Whether you’re doing a reno yourself or hiring a contractor, there will likely be tools and equipment that need to be used for the duration of the project and they may not operate properly in extreme cold, so be sure to factor in a warm, secure storage option.
Another factor to consider is whether or not ventilation is important during your home reno. If there will be chemicals used, a lot of dust, or painting involved, be sure to consider air quality. When it’s -30 degrees outside, we’re less likely to want to open doors and windows, which can result in poor or even dangerous air quality, so make sure you have a plan to keep the air inside your home clean and safe.
Pros of a winter renovation
Because of our often uncooperative Canadian weather, fewer people will choose to start a home renovation project during the winter.
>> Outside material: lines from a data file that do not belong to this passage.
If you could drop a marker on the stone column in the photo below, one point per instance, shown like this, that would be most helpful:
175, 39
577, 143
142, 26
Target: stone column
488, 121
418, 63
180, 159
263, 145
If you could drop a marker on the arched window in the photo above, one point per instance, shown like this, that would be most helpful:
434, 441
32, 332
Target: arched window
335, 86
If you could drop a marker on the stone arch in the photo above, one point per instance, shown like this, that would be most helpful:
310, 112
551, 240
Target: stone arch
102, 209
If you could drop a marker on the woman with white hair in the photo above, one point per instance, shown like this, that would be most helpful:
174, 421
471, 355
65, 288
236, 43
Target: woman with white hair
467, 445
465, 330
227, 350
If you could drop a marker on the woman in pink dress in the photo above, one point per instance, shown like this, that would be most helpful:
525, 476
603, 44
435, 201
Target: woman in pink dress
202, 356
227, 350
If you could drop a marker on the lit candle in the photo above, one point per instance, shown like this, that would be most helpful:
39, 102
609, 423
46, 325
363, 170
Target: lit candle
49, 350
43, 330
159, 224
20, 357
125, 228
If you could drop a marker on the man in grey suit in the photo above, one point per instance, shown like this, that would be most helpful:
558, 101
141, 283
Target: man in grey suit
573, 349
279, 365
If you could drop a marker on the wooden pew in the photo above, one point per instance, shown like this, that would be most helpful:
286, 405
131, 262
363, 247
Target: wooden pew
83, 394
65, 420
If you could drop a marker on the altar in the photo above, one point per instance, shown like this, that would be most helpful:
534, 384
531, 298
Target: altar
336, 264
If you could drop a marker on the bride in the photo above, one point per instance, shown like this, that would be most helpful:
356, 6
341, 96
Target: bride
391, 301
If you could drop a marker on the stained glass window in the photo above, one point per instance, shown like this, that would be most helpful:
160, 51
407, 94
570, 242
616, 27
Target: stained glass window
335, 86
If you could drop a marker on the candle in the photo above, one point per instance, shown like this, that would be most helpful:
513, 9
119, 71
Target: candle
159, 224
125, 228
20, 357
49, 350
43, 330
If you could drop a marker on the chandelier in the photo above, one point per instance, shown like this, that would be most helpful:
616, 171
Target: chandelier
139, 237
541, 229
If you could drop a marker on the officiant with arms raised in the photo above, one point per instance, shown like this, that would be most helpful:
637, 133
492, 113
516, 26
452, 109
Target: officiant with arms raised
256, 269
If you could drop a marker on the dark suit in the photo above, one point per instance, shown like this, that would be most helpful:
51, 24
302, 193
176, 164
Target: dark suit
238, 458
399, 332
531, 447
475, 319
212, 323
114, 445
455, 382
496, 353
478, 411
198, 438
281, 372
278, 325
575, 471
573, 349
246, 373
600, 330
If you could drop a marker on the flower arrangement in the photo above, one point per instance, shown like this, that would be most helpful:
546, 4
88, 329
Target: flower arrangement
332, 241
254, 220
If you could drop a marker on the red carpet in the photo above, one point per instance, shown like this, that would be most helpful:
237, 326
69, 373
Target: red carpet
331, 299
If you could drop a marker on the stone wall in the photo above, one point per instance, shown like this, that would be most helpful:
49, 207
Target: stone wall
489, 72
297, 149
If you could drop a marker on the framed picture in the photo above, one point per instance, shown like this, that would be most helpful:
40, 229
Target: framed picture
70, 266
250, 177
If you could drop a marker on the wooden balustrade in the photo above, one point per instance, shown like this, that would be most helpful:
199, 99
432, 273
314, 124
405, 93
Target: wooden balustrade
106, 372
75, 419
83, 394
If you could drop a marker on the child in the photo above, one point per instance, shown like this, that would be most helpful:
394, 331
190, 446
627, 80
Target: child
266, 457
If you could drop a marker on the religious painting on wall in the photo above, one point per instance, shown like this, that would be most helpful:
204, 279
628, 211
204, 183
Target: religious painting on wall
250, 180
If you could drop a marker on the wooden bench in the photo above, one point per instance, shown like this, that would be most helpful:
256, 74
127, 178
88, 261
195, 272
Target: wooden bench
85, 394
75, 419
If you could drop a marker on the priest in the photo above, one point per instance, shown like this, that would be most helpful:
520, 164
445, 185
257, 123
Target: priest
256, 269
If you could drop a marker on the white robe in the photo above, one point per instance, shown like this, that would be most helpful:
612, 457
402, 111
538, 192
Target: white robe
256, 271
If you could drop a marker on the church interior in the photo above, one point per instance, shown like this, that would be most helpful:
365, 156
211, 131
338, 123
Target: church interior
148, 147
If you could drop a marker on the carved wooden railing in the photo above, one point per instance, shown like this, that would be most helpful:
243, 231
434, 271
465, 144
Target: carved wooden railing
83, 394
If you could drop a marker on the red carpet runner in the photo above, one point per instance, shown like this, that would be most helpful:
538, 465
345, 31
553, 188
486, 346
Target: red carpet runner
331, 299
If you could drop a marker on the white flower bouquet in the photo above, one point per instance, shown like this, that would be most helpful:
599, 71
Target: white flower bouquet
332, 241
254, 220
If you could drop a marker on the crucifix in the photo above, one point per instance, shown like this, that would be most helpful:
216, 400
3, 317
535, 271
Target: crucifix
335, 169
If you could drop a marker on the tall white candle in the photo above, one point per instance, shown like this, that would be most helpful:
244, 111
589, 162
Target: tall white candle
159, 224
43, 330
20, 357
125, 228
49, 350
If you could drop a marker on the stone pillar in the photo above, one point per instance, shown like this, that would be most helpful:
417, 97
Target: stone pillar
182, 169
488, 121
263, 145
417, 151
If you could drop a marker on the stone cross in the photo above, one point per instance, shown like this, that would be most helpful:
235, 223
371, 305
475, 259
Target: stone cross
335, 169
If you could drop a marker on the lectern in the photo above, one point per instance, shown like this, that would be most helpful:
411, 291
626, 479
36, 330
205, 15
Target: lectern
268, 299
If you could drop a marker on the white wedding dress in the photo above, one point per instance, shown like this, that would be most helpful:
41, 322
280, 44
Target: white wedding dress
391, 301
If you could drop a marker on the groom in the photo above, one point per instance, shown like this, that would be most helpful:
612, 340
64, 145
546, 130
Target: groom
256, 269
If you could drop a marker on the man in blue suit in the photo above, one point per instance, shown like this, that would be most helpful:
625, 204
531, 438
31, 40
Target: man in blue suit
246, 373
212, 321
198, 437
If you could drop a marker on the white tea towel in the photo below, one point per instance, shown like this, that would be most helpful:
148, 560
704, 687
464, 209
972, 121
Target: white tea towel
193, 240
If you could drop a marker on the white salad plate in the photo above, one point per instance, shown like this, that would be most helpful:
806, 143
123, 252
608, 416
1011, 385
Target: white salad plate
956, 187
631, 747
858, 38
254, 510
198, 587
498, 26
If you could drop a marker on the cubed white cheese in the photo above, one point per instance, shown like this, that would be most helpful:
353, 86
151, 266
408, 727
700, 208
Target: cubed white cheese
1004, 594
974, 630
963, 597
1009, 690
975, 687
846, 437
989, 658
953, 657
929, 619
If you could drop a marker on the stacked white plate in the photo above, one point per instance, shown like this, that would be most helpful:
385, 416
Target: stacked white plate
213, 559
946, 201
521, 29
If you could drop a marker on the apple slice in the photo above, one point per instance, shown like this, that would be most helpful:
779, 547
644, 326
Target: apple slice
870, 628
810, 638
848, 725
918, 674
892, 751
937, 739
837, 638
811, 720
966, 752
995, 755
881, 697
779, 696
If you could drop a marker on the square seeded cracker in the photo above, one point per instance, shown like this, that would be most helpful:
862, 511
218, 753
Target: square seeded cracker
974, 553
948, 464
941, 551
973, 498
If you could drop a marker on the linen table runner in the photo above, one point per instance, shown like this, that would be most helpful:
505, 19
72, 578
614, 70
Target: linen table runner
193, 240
This means the cost of supplies and trades will likely be at their lowest because there’s less demand and competition.
So, if your renovation will be done entirely indoors, then winter might be a smart time of year for you to tackle it because you will probably save money and there’s less likelihood of you waiting on your contractor or trades because they will have more availability and flexibility.
Also, unless you engage in a lot of winter activities, chances are you’ll also have more time on the weekends to take on projects around the house.